Cryptographic operations are critical for securing IoT, edge computing, and autonomous systems. However, current RISC-V platforms lack efficient hardware support for comprehensive cryptographic algorithm families and post-quantum cryptography. This paper presents Crypto-RV, a RISC-V co-processor architecture that unifies support for SHA-256, SHA-512, SM3, SHA3-256, SHAKE-128, SHAKE-256 AES-128, HARAKA-256, and HARAKA-512 within a single 64-bit datapath. Crypto-RV introduces three key architectural innovations: a high-bandwidth internal buffer (128x64-bit), cryptography-specialized execution units with four-stage pipelined datapaths, and a double-buffering mechanism with adaptive scheduling optimized for large-hash.
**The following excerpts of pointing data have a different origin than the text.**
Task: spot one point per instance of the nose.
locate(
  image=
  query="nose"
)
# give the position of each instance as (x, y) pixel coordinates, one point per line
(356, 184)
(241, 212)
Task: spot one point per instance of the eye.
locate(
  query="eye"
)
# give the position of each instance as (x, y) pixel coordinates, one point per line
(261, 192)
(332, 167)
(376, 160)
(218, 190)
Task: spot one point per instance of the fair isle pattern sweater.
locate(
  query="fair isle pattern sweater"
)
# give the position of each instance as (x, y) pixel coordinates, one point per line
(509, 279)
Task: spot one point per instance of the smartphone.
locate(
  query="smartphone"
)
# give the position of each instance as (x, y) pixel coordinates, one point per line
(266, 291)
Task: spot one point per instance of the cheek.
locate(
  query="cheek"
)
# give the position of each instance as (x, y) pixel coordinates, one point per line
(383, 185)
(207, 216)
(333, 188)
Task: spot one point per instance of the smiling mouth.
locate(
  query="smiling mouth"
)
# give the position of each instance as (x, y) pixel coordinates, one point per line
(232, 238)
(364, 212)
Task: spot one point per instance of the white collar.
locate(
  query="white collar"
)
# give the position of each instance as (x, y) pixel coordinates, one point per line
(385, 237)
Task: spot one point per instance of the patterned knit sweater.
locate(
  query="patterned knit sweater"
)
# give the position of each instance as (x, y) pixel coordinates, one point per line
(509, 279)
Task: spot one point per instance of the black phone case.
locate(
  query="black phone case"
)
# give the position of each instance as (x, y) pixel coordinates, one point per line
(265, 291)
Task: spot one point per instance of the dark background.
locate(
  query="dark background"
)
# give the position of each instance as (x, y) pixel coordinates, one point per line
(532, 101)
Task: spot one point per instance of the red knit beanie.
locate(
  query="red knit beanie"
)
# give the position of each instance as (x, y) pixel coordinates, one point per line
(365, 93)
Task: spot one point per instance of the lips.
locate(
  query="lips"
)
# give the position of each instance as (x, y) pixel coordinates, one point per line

Implemented on Xilinx ZCU102 FPGA at 160 MHz with 0.851 W dynamic power, Crypto-RV achieves 165 times to 1,061 times speedup over baseline RISC-V cores, 5.8 times to 17.4 times better energy efficiency compared to powerful CPUs. The design occupies only 34,704 LUTs, 37,329 FFs, and 22 BRAMs demonstrating viability for high-performance, energy-efficient cryptographic processing in resource-constrained IoT environments.

翻译：密码学运算对于保障物联网、边缘计算及自主系统的安全至关重要。然而，当前RISC-V平台缺乏对完整密码算法族及后量子密码学的高效硬件支持。本文提出Crypto-RV，一种RISC-V协处理器架构，其在单一64位数据通路中统一支持SHA-256、SHA-512、SM3、SHA3-256、SHAKE-128、SHAKE-256、AES-128、HARAKA-256与HARAKA-512算法。Crypto-RV引入三项关键架构创新：高带宽内部缓冲区（128×64位）、配备四级流水线数据通路的密码学专用执行单元，以及针对大哈希优化的自适应调度双缓冲机制。该设计在Xilinx ZCU102 FPGA上以160 MHz频率实现，动态功耗为0.851 W，相较于基线RISC-V内核获得165至1,061倍的加速比，与高性能CPU相比能效提升5.8至17.4倍。该设计仅占用34,704个LUT、37,329个FF及22个BRAM，证明了其在资源受限的物联网环境中实现高性能、高能效密码处理的可行性。